In a visual embedding space, two images that are close together might have similar visual features or depict similar objects or scenes.
Encoder-Decoder Models
How are these embeddings actually generated? One method is by using an encoder-decoder model. This is a type of neural network that can compress input data into a smaller representation, called an embedding. The model consists of two parts: an encoder and a decoder.
The encoder takes in the input data and applies a series of non-linear transformations, such as convolutional layers or self-attention layers, to compress it into a smaller representation. This compressed representation is the embedding.
The decoder then takes this embedding and applies a series of transformations, such as deconvolutional layers or self-attention layers, to reconstruct the original input.
The output of the encoder is obtained at the "bottleneck", which is the compressed representation of the input data. This compressed representation can be used for various purposes such as data compression or feature extraction.
We want to obtain a compressed representation for images for our use case, but what deep learning architectures can we use for image data within this encoder-decoder model?
Convolutional Neural Networks
The first architecture we will look at is the Convolutional Neural Network (CNNs). These are the most widely used techniques for image embeddings. CNNs use convolutional layers made up of filters that slide across the input image to identify patterns and features. An activation function, like ReLU or sigmoid, is then applied to the output. The resulting feature maps from each layer are passed to the next layer, allowing the network to learn more complex features. Finally, the output is flattened and fed into a fully-connected layer that produces the final embedding.

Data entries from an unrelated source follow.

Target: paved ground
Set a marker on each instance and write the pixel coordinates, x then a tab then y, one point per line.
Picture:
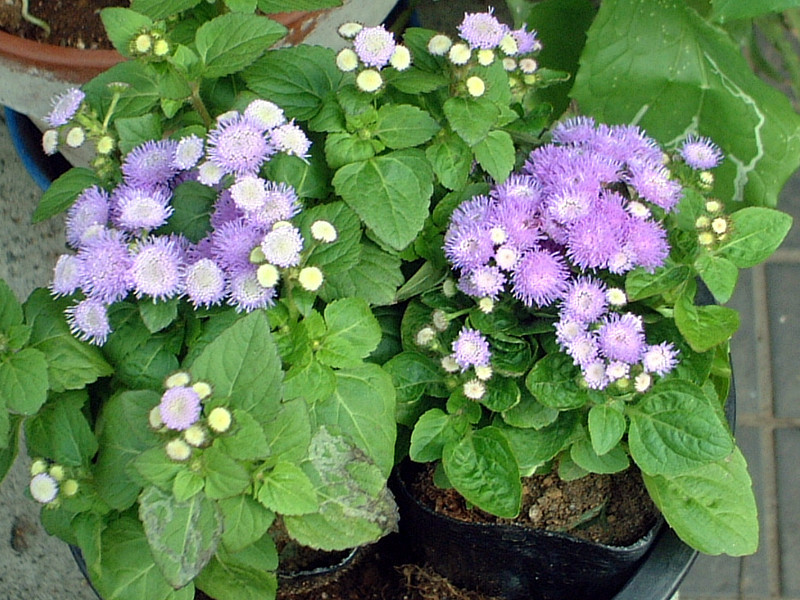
34	566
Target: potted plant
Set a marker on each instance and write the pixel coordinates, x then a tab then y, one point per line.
246	240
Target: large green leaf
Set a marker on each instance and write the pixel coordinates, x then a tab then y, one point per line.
660	65
391	193
712	507
183	535
233	41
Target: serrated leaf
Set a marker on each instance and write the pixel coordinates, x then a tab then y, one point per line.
483	469
675	429
664	67
712	507
63	191
183	535
391	193
233	41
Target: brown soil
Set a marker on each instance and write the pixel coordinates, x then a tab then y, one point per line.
610	509
74	23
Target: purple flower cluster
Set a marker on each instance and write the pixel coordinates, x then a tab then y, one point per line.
588	206
119	249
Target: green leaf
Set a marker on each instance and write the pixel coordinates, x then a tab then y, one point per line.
233	41
391	193
121	24
225	477
363	407
24	381
404	126
483	469
704	326
298	79
63	191
126	570
553	382
229	364
158	9
719	274
607	425
757	233
71	364
712	507
675	429
667	69
353	332
496	154
355	508
451	159
183	535
61	432
244	520
471	118
288	491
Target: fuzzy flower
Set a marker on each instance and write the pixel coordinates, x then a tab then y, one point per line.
150	164
621	337
374	46
700	153
482	30
179	407
137	208
90	210
238	145
267	114
88	321
43	488
660	359
157	268
247	294
290	139
282	245
65	106
540	278
105	266
471	349
204	283
188	152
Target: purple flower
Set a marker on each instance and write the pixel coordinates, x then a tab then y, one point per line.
701	153
282	246
482	30
238	145
150	164
540	278
247	294
137	208
205	283
105	266
470	349
584	300
65	106
88	321
374	46
179	407
87	215
156	268
621	337
660	359
468	246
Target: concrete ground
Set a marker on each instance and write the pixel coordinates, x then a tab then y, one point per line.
34	566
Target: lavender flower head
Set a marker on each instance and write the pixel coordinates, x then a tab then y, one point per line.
482	30
471	349
65	106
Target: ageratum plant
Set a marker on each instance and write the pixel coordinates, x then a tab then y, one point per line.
571	335
204	374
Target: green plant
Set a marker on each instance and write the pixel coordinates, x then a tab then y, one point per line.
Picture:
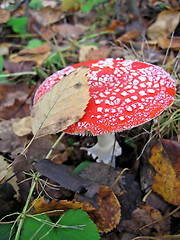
18	25
74	224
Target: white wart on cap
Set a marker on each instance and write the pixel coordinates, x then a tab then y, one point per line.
124	94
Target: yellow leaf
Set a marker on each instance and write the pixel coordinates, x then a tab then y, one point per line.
62	105
165	24
166	181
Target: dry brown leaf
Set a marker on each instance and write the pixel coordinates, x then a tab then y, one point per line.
167	180
84	51
166	43
4	48
62	105
38	58
14	101
4	16
40	206
109	209
68	30
3	167
22	127
165	24
38	50
128	36
145	216
47	15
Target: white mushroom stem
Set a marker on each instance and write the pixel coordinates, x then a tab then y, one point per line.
105	149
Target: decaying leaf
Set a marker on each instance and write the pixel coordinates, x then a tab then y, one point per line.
166	23
128	36
45	48
126	189
106	215
145	216
14	101
167	179
166	43
62	105
109	209
47	15
61	174
40	206
4	16
22	127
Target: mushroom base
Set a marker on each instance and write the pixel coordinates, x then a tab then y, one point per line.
105	149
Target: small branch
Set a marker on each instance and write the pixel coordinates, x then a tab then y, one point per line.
18	74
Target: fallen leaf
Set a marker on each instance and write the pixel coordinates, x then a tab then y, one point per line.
20	164
146	215
40	206
128	36
99	53
70	5
8	140
84	51
4	16
62	105
61	174
68	30
14	100
4	48
38	58
166	43
106	215
114	25
165	24
3	167
41	146
109	209
126	189
47	15
38	50
24	66
22	127
167	180
172	149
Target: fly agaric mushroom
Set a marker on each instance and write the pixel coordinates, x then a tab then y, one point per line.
124	94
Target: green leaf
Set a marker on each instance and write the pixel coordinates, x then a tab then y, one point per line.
6	231
1	63
34	43
35	228
81	167
35	4
83	227
18	25
74	224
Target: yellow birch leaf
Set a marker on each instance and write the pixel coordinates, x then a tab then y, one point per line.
165	24
62	105
166	180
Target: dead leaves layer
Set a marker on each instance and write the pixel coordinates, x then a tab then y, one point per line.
62	105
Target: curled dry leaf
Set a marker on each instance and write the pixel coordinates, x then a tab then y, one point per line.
22	127
106	217
47	15
142	221
109	209
61	106
4	16
58	207
61	174
165	24
167	179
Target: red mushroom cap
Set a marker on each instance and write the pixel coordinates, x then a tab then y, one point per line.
124	94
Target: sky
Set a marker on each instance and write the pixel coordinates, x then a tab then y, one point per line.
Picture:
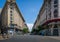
29	9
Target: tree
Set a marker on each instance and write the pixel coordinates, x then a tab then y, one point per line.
40	28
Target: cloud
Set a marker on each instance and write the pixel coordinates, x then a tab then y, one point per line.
30	25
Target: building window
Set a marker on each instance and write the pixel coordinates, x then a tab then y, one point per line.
55	1
50	16
11	18
11	22
55	13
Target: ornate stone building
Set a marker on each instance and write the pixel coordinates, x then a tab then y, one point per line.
11	17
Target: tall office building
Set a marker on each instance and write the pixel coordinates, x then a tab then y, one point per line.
49	16
12	19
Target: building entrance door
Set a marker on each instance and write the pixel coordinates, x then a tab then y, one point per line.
55	30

Some examples of pre-trained CNNs that can be used to generate image embeddings include (but are not limited to), VGG, ResNet and EfficientNet.
Vision Transformers
In recent years, Vision Transformers (ViT) have emerged as a promising alternative.

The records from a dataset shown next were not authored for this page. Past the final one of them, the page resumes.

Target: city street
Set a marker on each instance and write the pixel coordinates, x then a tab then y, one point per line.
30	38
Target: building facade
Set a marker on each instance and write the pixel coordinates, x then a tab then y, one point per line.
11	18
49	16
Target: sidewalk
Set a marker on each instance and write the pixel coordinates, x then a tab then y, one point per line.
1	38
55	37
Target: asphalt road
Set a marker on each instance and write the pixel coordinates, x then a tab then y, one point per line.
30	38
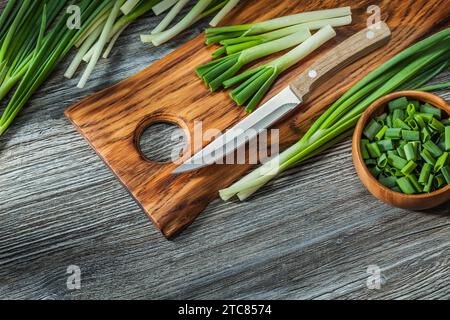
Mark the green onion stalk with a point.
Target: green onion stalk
(341, 117)
(18, 23)
(201, 9)
(48, 51)
(216, 72)
(234, 45)
(103, 34)
(257, 81)
(215, 35)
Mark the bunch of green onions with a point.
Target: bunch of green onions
(244, 44)
(103, 33)
(410, 69)
(27, 58)
(162, 33)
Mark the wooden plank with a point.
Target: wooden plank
(113, 120)
(309, 234)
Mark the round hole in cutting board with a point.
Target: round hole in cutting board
(163, 142)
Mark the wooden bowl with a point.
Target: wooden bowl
(396, 199)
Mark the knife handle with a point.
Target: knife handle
(347, 52)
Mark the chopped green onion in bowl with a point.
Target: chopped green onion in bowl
(407, 148)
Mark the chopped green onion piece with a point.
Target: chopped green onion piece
(398, 114)
(419, 120)
(380, 135)
(393, 133)
(434, 150)
(429, 185)
(374, 150)
(399, 123)
(364, 152)
(413, 124)
(426, 155)
(382, 161)
(410, 135)
(371, 130)
(439, 181)
(426, 135)
(397, 162)
(409, 168)
(413, 179)
(436, 125)
(446, 173)
(427, 108)
(405, 185)
(425, 173)
(386, 145)
(447, 138)
(411, 151)
(411, 109)
(441, 162)
(400, 103)
(375, 171)
(389, 182)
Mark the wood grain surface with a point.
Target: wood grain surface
(311, 234)
(113, 119)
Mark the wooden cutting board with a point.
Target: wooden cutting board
(113, 120)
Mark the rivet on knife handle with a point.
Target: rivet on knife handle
(339, 57)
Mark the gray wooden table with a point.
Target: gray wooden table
(312, 234)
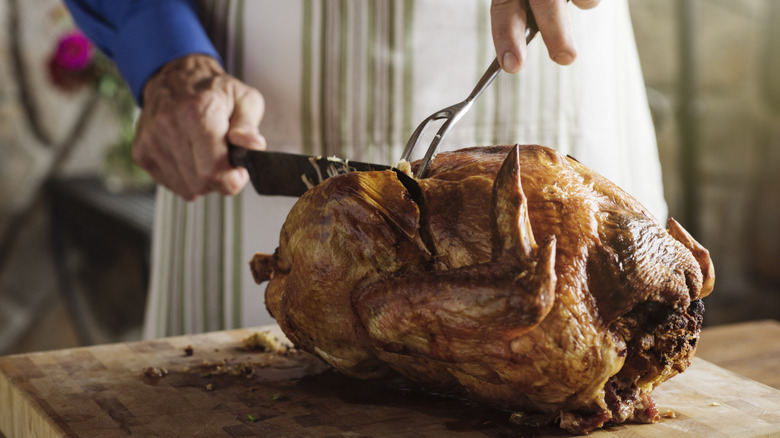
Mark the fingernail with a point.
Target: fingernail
(510, 62)
(563, 58)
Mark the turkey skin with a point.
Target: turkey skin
(512, 275)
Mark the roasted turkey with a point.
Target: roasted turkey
(512, 275)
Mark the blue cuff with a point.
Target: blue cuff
(150, 37)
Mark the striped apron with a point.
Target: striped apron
(353, 78)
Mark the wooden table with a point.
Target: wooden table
(221, 390)
(751, 349)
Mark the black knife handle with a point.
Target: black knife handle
(236, 155)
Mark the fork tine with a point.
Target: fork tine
(453, 113)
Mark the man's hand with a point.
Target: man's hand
(508, 23)
(191, 108)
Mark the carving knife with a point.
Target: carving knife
(284, 174)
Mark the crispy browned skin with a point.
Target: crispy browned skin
(514, 275)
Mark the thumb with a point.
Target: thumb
(248, 111)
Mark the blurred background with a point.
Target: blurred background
(75, 216)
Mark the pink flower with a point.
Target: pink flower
(74, 52)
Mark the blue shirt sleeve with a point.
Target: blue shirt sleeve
(141, 36)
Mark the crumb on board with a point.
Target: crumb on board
(262, 342)
(155, 372)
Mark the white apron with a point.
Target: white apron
(353, 78)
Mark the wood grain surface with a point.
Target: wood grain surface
(751, 349)
(223, 390)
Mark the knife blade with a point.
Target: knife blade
(285, 174)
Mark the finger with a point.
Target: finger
(507, 21)
(586, 4)
(209, 146)
(245, 120)
(554, 24)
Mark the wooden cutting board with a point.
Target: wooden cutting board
(223, 390)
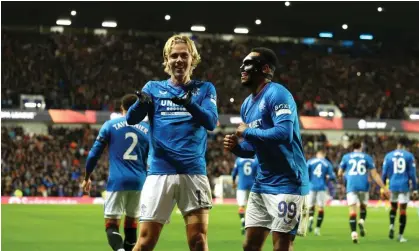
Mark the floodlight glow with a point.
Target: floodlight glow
(197, 28)
(241, 30)
(63, 22)
(110, 24)
(326, 34)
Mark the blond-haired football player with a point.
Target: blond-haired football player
(180, 111)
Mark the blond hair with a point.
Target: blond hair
(176, 39)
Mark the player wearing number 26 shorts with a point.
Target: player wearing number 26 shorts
(355, 167)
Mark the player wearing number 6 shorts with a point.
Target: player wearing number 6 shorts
(246, 170)
(355, 166)
(128, 149)
(270, 129)
(320, 170)
(399, 167)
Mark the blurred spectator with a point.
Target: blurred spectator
(84, 71)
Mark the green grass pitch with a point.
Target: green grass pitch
(81, 228)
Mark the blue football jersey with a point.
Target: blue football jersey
(399, 167)
(274, 135)
(246, 169)
(318, 168)
(178, 138)
(356, 166)
(128, 148)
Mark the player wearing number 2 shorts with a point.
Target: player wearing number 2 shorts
(271, 130)
(246, 170)
(128, 149)
(355, 166)
(400, 168)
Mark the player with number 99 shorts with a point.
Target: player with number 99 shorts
(270, 129)
(128, 151)
(356, 166)
(400, 168)
(246, 169)
(180, 111)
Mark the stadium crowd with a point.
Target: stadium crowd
(85, 71)
(53, 164)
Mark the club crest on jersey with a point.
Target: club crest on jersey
(213, 99)
(282, 109)
(255, 124)
(195, 91)
(262, 105)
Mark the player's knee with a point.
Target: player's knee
(251, 246)
(148, 238)
(394, 206)
(147, 243)
(198, 241)
(111, 225)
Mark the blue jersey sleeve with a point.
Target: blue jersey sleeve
(206, 113)
(282, 109)
(385, 169)
(97, 149)
(244, 150)
(235, 171)
(310, 172)
(137, 112)
(412, 172)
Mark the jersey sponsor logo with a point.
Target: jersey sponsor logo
(123, 124)
(255, 124)
(262, 105)
(166, 102)
(282, 109)
(176, 113)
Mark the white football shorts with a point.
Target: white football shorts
(353, 198)
(402, 198)
(162, 192)
(119, 202)
(284, 213)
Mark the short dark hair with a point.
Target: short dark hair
(356, 144)
(268, 55)
(128, 100)
(404, 141)
(322, 150)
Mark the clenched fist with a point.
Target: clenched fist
(230, 141)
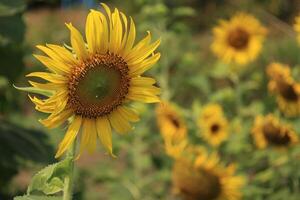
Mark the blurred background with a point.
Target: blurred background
(190, 76)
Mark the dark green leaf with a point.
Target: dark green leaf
(50, 180)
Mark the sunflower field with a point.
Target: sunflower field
(149, 100)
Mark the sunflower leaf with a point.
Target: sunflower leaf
(34, 197)
(50, 180)
(34, 90)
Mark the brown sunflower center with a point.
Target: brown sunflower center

These are an adaptation of the popular transformer architecture for images, with the "Attention is All you Need” idea behind it. ViTs process images by breaking them down into a grid of patches, which are flattened and transformed into a sequence of tokens. These tokens are then processed by a transformer architecture, which uses self-attention to focus on important parts of the sequence. The output sequence is pooled to produce a fixed-size representation of the image, the embedding.
Transformers also have the advantage of allowing variable-sized inputs and have been shown to achieve better classification accuracy than CNNs in some cases, however, to achieve comparable/better performance than CNNs a longer training process and more data are required. CNNs have also been around for longer and hence we know more about them.
Some examples of pre-trained Vision Transformer models include ViT (from the first paper that successfully trained a Transformer encoder on ImageNet, attaining comparable results to familiar convolutional architectures) and ViTMAE which builds on the ViT model but uses the concept of ‘token masking’ (which is popular in word embedding models) to train the model.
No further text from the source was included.